31.10.06

Government will take decision on ex-President when necessary - Bartels

Mr Kwamena Bartels, Minister of Information and National Orientation, on Tuesday said the government would take a decision on ex-President Jerry John Rawlings when it became satisfied with the intelligence information gathered on his reports of his bid to stage a coup.

He said it would not be wise to disclose security information to the
public and that the decision as to whether the ex-President should be arrested and prosecuted would be done when necessary.


For now, however, government would just give him “close marking”, Mr Bartels said at a press conference to react to some statements the ex-President made last Thursday when he reacted to accusations by President John Agyekum Kufuor that he had allegedly been soliciting funds from an oil rich country to stage a coup in Ghana.


"When you have a man with the kind of history Mr Rawlings is made of, you don't play with him, rather you give him close marking.” He said the conference was unique because it was the first time the New Patriotic Party had decided to respond to the many effusions of the former President which had come to be known as "boom speeches".


Some of the statements that Mr Bartels reacted to included whether ex-president Rawlings was planning a coup, whether President Kufuor was being whitewashed by the West, alleged complaints of UN Secretary General Kofi Annan about the conduct of the judiciary in Ghana as well as allegation of corruption and cocaine scandals.


Mr Bartels said ex-President Rawlings was expected to deny that he was planning a coup and it would have been strange if he actually admitted it. "Ex-President Rawlings is known in this country as a serial coup-maker involved in three coups, one of which failed...but we all have the history of Rawlings' second coming which brought in the PNDC era to guide us."


He said nobody in Ghana who had the experience of ex-President Rawlings from 1979 to date and had even made a cursory study of Ghana's history would make the mistake that given the chance the ex-president would not organize another coup.


Part of the problem between the ex-President and President Kufuor started soon after he handed over in 2001 and he and his wife went to Switzerland and instructed the Ambassador to release 30,000 dollars for her treatment which the Ambassador politely refused.

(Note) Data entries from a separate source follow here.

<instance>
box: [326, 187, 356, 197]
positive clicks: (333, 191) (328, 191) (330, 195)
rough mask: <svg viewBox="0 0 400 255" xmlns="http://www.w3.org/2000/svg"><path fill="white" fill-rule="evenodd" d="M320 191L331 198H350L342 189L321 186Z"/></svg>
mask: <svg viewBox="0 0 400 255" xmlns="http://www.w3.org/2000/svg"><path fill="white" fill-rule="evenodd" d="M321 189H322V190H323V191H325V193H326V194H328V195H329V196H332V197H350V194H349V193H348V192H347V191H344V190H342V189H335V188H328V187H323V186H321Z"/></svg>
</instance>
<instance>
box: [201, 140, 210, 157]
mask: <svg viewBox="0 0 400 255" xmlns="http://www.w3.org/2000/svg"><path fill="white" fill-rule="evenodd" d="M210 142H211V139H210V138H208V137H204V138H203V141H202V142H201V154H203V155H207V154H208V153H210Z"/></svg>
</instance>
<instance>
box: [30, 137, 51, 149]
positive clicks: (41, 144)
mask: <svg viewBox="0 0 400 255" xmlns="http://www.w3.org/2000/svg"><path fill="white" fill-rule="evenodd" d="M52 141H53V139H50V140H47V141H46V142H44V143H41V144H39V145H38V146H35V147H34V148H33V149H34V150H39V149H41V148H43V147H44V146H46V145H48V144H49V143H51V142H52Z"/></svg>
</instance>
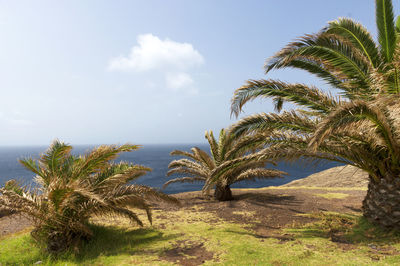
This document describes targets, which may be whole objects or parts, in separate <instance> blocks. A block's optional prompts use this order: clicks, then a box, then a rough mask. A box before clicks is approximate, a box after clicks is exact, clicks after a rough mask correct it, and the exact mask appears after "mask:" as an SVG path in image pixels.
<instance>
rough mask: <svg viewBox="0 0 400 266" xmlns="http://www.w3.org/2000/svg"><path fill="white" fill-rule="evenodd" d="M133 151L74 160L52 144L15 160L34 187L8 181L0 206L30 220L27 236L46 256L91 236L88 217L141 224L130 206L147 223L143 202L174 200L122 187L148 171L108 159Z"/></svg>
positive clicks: (1, 189)
mask: <svg viewBox="0 0 400 266" xmlns="http://www.w3.org/2000/svg"><path fill="white" fill-rule="evenodd" d="M138 148H140V146H137V145H129V144H126V145H122V146H108V145H103V146H100V147H97V148H94V149H93V150H92V151H90V152H89V153H87V154H86V155H83V156H75V155H72V154H71V150H72V146H70V145H67V144H65V143H62V142H59V141H54V142H53V144H52V145H51V146H50V147H49V149H48V150H47V151H46V152H45V153H44V154H43V155H41V157H40V158H39V159H38V160H37V161H35V160H33V159H24V160H20V162H21V164H22V165H23V166H24V167H25V168H27V169H28V170H30V171H32V172H33V173H34V174H36V177H35V181H36V183H37V184H38V187H37V188H36V189H34V190H29V189H27V188H25V187H20V186H18V185H17V184H16V182H14V181H9V182H8V183H7V185H6V186H4V187H3V188H2V189H0V193H1V194H2V196H1V197H0V205H3V206H5V207H8V208H10V209H13V210H16V211H19V212H22V213H25V214H27V215H28V216H29V217H31V218H32V219H33V221H34V222H35V224H36V229H35V231H34V234H33V236H36V238H37V239H38V240H41V238H44V240H45V243H46V245H47V248H48V249H49V250H51V251H58V250H61V249H64V248H67V247H68V246H69V245H70V244H71V243H72V242H73V241H76V240H79V239H82V238H84V239H85V238H89V237H91V236H92V231H91V230H90V228H89V227H88V222H89V218H90V217H91V216H93V215H105V214H109V215H118V216H124V217H127V218H129V219H130V220H131V221H133V222H135V223H137V224H139V225H142V221H141V220H140V219H139V217H138V216H137V214H136V213H135V212H133V211H132V210H131V209H130V208H132V207H133V208H138V209H142V210H145V211H146V212H147V217H148V219H149V221H150V222H151V207H150V204H149V202H148V200H152V199H156V200H163V201H167V202H172V203H177V200H176V199H175V198H173V197H171V196H168V195H165V194H163V193H161V192H157V191H155V190H153V189H151V188H150V187H147V186H141V185H127V183H128V182H130V181H132V180H134V179H136V178H138V177H140V176H143V175H145V174H146V173H147V172H149V171H151V169H150V168H148V167H145V166H141V165H133V164H131V163H127V162H120V163H114V162H112V160H113V159H115V158H116V157H117V156H118V154H119V153H121V152H128V151H133V150H136V149H138Z"/></svg>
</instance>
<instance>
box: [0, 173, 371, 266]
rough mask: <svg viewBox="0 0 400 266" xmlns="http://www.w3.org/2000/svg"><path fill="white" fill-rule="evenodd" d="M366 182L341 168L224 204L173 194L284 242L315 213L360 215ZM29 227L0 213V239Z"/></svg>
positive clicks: (259, 237) (264, 188) (196, 260)
mask: <svg viewBox="0 0 400 266" xmlns="http://www.w3.org/2000/svg"><path fill="white" fill-rule="evenodd" d="M367 182H368V179H367V176H366V174H364V173H362V172H361V171H356V169H355V168H353V167H350V166H346V167H335V168H332V169H328V170H326V171H323V172H320V173H317V174H313V175H311V176H309V177H307V178H304V179H301V180H296V181H293V182H291V183H289V184H286V185H284V186H280V187H266V188H261V189H233V196H234V198H235V199H234V200H233V201H228V202H218V201H215V200H213V199H207V198H205V197H203V195H201V193H200V192H198V191H196V192H186V193H179V194H176V195H175V196H176V197H177V198H178V199H180V200H181V202H182V206H181V207H180V208H181V210H182V209H183V210H185V211H188V212H198V211H204V212H212V213H215V214H216V216H217V217H219V218H222V219H224V220H226V221H231V222H236V223H241V224H244V225H245V226H246V227H247V228H249V229H251V232H252V234H254V236H255V237H258V238H276V239H279V240H280V241H282V242H285V241H289V240H292V237H291V236H290V235H285V234H282V233H281V231H280V230H279V229H281V228H283V227H286V226H292V225H301V224H305V223H308V222H310V221H313V219H315V218H311V217H309V216H304V215H302V214H309V213H315V212H321V211H332V212H340V213H360V212H361V209H360V208H361V202H362V199H363V198H364V196H365V193H366V186H367ZM176 208H177V207H171V206H163V205H159V206H157V207H156V209H162V210H166V211H168V210H171V211H173V210H176ZM155 218H156V219H162V217H155ZM211 222H212V221H211ZM216 222H217V221H216ZM30 225H31V223H30V221H29V220H28V219H27V218H25V217H23V216H21V215H18V214H11V215H6V216H3V217H1V215H0V238H1V237H2V236H4V235H7V234H11V233H15V232H18V231H20V230H22V229H24V228H27V227H29V226H30ZM343 245H346V243H343ZM199 252H200V253H201V254H198V253H199ZM207 252H208V251H207V250H206V249H205V248H204V247H203V246H202V244H201V243H177V246H176V247H175V248H174V249H171V250H170V251H167V252H166V253H165V254H164V257H163V259H164V260H168V261H172V262H177V261H179V263H180V264H182V265H198V264H201V263H202V262H203V261H205V260H208V259H209V258H210V257H212V254H211V253H210V254H209V253H207ZM182 253H183V254H186V255H190V256H189V258H191V259H187V261H185V260H183V261H182V256H181V255H179V254H182Z"/></svg>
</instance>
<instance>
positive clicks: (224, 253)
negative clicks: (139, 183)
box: [0, 209, 400, 265]
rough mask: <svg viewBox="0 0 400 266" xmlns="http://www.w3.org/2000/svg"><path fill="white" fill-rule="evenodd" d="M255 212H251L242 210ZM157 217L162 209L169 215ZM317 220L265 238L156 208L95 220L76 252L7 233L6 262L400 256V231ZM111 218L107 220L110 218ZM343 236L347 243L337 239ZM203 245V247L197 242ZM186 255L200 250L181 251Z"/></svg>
mask: <svg viewBox="0 0 400 266" xmlns="http://www.w3.org/2000/svg"><path fill="white" fill-rule="evenodd" d="M237 215H244V216H245V217H248V218H249V219H250V217H251V213H245V212H237ZM157 216H162V217H163V218H161V217H159V218H157ZM308 216H310V217H313V218H316V219H318V220H317V221H316V222H313V223H310V224H307V225H305V226H292V227H291V228H287V229H284V230H281V231H276V232H275V233H274V235H278V236H279V235H285V234H286V235H289V236H290V237H289V238H288V239H279V238H278V237H277V238H273V237H263V236H260V235H257V233H256V232H254V231H252V230H251V229H249V228H244V227H243V226H242V225H240V224H235V223H230V222H226V221H223V220H221V219H218V218H217V217H216V215H215V214H213V213H209V212H203V211H201V210H199V209H198V210H191V211H189V210H179V211H173V212H169V213H165V212H162V211H155V212H154V221H155V224H154V225H153V226H146V227H144V228H137V227H134V226H131V225H129V224H128V223H127V221H126V220H119V222H118V223H119V224H121V225H122V226H121V227H115V226H114V227H113V226H100V225H94V226H93V228H92V229H93V230H94V231H95V234H96V237H95V238H94V239H93V240H92V241H90V242H89V243H87V244H84V245H83V246H82V247H81V248H80V251H79V252H78V253H76V254H74V253H72V252H66V253H64V254H61V255H60V256H58V257H51V256H48V255H47V254H46V253H45V252H42V251H41V250H40V249H39V248H38V247H37V246H36V245H35V243H34V242H33V240H32V239H31V238H30V235H29V233H27V232H24V233H20V234H17V235H13V236H8V237H6V238H4V239H2V240H0V261H1V264H2V265H29V264H33V263H35V262H37V261H42V262H43V264H45V265H50V264H51V265H82V264H83V265H130V264H139V265H172V264H173V263H174V262H177V261H167V260H166V254H167V253H168V252H169V251H171V250H172V249H174V248H177V247H180V248H190V247H198V246H199V245H200V248H202V249H204V251H207V252H210V254H212V255H211V257H209V258H207V259H205V261H204V264H205V265H216V264H218V265H220V264H221V265H256V264H257V265H371V264H373V265H387V264H399V263H400V255H399V254H400V252H399V250H400V244H399V243H400V237H399V235H398V234H397V233H395V232H388V231H382V230H380V229H377V228H375V227H374V226H372V225H370V224H369V223H368V222H367V221H365V220H364V219H362V218H360V217H359V216H357V215H351V214H347V215H343V214H337V213H316V214H308ZM105 224H108V223H107V222H106V223H105ZM333 237H337V238H339V239H340V240H341V242H343V243H341V242H334V241H332V239H333ZM197 249H198V248H197ZM180 255H181V257H180V258H179V260H180V261H181V262H182V261H184V260H190V259H193V258H194V257H195V255H190V254H185V252H181V253H180Z"/></svg>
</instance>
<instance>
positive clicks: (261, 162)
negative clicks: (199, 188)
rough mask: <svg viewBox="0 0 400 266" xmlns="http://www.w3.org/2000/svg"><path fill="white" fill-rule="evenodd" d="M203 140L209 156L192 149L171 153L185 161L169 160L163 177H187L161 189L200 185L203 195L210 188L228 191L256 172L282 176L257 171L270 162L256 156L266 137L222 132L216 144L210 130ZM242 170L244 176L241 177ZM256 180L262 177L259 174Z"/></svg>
mask: <svg viewBox="0 0 400 266" xmlns="http://www.w3.org/2000/svg"><path fill="white" fill-rule="evenodd" d="M205 137H206V139H207V140H208V142H209V145H210V151H211V156H210V155H209V154H207V153H206V152H205V151H203V150H201V149H199V148H192V150H191V151H192V152H191V153H188V152H184V151H173V152H172V153H171V155H179V156H185V157H188V158H189V159H184V158H183V159H180V160H175V161H172V162H171V163H170V164H169V166H168V167H169V168H170V169H171V170H169V171H168V173H167V175H168V176H170V175H172V174H176V173H178V174H186V175H188V176H185V177H178V178H175V179H172V180H169V181H168V182H166V183H165V184H164V186H163V188H165V187H167V186H168V185H170V184H172V183H176V182H204V186H203V189H202V191H203V193H205V194H207V193H208V192H209V191H210V189H211V188H212V187H214V186H215V187H221V186H223V187H226V188H227V189H229V186H230V185H231V184H233V183H235V182H239V181H242V180H245V179H246V177H248V179H249V180H254V179H255V178H256V173H259V174H266V173H268V174H269V177H280V176H281V174H283V172H279V173H278V171H274V170H270V171H269V172H268V171H267V169H265V170H266V171H261V170H260V167H263V166H265V165H266V164H267V163H274V162H273V161H271V160H270V159H260V156H259V155H258V154H257V153H256V151H257V150H259V149H261V148H263V145H264V142H265V137H266V136H265V135H264V134H254V135H243V134H241V135H240V136H239V135H234V134H232V133H231V131H229V130H228V131H227V130H224V129H222V130H221V132H220V134H219V138H218V141H217V140H216V139H215V138H214V135H213V132H212V131H207V132H206V134H205ZM251 152H253V153H251ZM253 168H258V171H253V172H248V171H250V170H251V169H253ZM246 171H247V173H248V174H247V175H246V174H243V173H245V172H246ZM250 173H252V174H250ZM238 176H241V177H240V179H238V178H237V177H238ZM258 177H259V178H263V176H261V175H259V176H258ZM219 200H221V199H219Z"/></svg>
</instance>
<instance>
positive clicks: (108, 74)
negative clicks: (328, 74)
mask: <svg viewBox="0 0 400 266" xmlns="http://www.w3.org/2000/svg"><path fill="white" fill-rule="evenodd" d="M396 2H397V1H394V3H393V4H394V7H395V14H400V12H399V11H400V10H399V8H400V6H399V5H398V3H396ZM339 17H350V18H353V19H355V20H356V21H358V22H360V23H362V24H363V25H364V26H366V27H367V28H368V29H369V31H370V32H371V33H372V34H373V35H374V36H376V26H375V8H374V1H372V0H368V1H365V0H352V1H348V0H346V1H344V0H336V1H321V0H304V1H289V0H281V1H276V0H263V1H262V0H248V1H239V0H218V1H216V0H201V1H200V0H198V1H194V0H157V1H156V0H146V1H139V0H138V1H134V0H131V1H128V0H114V1H101V0H92V1H90V0H68V1H67V0H64V1H62V0H59V1H50V0H49V1H42V0H36V1H30V0H26V1H22V0H21V1H20V0H8V1H4V0H0V91H1V96H0V146H4V145H7V146H8V145H13V146H14V145H18V146H19V145H48V144H49V143H51V142H52V140H54V139H60V140H63V141H65V142H68V143H71V144H75V145H80V144H103V143H104V144H113V143H119V144H122V143H127V142H129V143H134V144H149V143H154V144H159V143H202V142H205V139H204V132H205V131H206V130H213V131H214V132H219V130H220V129H221V128H223V127H228V126H229V125H231V124H232V123H234V122H235V121H237V118H235V117H231V116H230V100H231V98H232V95H233V92H234V91H235V89H237V88H239V87H240V86H241V85H243V84H244V82H245V81H246V80H248V79H261V78H276V79H280V80H283V81H289V82H304V83H306V84H310V85H312V84H314V85H317V86H320V87H322V88H324V89H327V90H328V89H329V88H328V87H326V85H325V84H324V83H322V82H320V81H318V80H316V79H315V78H313V77H311V76H310V75H309V74H307V73H304V72H300V71H294V70H279V71H273V72H270V73H268V75H265V74H264V71H263V65H264V62H265V60H266V59H267V58H269V57H270V56H272V55H273V54H274V53H276V52H277V51H279V49H281V48H283V47H284V46H285V45H286V44H287V43H288V42H290V41H293V40H294V39H296V38H297V37H300V36H302V35H304V34H308V33H316V32H318V31H319V30H320V29H321V28H323V27H324V26H325V25H326V24H327V22H328V21H331V20H334V19H337V18H339ZM270 111H273V107H272V104H271V102H270V101H268V100H256V101H255V102H252V103H249V104H247V105H246V106H245V108H244V112H243V113H242V114H241V116H240V117H243V116H246V115H249V114H252V113H256V112H270Z"/></svg>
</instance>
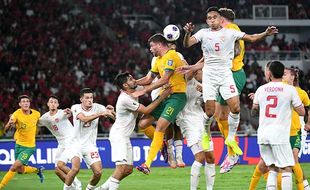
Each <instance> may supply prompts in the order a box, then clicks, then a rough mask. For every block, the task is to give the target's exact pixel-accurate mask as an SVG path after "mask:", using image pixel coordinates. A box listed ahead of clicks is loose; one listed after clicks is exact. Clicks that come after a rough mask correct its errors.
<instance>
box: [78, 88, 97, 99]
mask: <svg viewBox="0 0 310 190" xmlns="http://www.w3.org/2000/svg"><path fill="white" fill-rule="evenodd" d="M87 93H94V91H93V90H92V89H90V88H83V89H82V90H81V91H80V97H83V96H84V94H87Z"/></svg>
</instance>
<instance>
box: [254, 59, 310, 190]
mask: <svg viewBox="0 0 310 190" xmlns="http://www.w3.org/2000/svg"><path fill="white" fill-rule="evenodd" d="M269 71H270V73H269V76H270V79H271V82H269V83H267V84H265V85H263V86H261V87H259V88H258V89H257V91H256V92H255V95H254V100H253V106H252V115H256V114H257V112H258V111H259V128H258V131H257V141H258V144H259V149H260V154H261V157H262V159H263V161H264V162H265V163H266V166H268V167H269V170H270V171H269V175H268V179H267V187H266V188H267V189H276V186H277V185H276V184H277V176H278V172H279V169H281V170H282V171H283V172H282V185H281V186H282V189H283V190H286V189H292V167H293V166H294V165H295V162H294V156H293V153H292V149H291V146H290V142H289V136H290V135H289V133H290V127H291V120H292V119H291V118H292V107H293V108H294V110H295V111H296V112H297V113H298V114H299V115H300V116H303V115H304V114H305V109H304V107H303V105H302V102H301V100H300V98H299V97H298V94H297V91H296V89H295V88H294V87H292V86H290V85H288V84H285V83H283V82H282V76H283V73H284V65H283V64H282V63H281V62H279V61H272V62H271V63H270V66H269Z"/></svg>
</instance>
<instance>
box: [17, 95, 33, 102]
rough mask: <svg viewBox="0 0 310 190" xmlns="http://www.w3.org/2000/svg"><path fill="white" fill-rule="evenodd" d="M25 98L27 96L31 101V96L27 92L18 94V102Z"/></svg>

Touching on the other allegations, he said it was not US President George Bush and UN Prime Minister Tony Blair alone who held President Kufuor in high esteem but that most world leaders admired him for his ability to turn Ghana's economy around, respect for human rights and the rule of law, among other things.


He said it was strange that ex-president Rawlings could think that the government could control CNN and the BBC and other foreign media, adding that government remained committed to freedom of speech, expression and independence of the media and did not even control Ghana's state media.


He said this was in contrast to what happened during the PNDC and NDC eras when the media was controlled and gagged by subtle methods and journalists were detained.


On cocaine Mr Bartels said under the administration of the former President, the US 1999 report on narcotics said 300 cases of illicit drugs, including cocaine had gone unpunished between 1994 and 1999 in Ghana.


He said it was unfortunate that ex-President Rawlings was trying to bring Mr Annan into partisan politics in Ghana and asked the public should ignore those remarks.


Mr Bartels said the Armed Forces had appealed to the ex-President to stop drawing them into politics when he had a problem with the government. Mr Bartels said at the conference, during which slides of atrocities committed during the PNDC era were shown, that there had been no kangaroo courts and political detainees in Ghana's prisons, adding that 146 people went missing or were murdered during the PNDC era.


In an answer to a question as to whether those slides undermined the national reconciliation process, Mrs Gloria Akuffo, Aviation Minister, said "it was important to remind ourselves of where we came from in order not to repeat those mistakes as we move forward".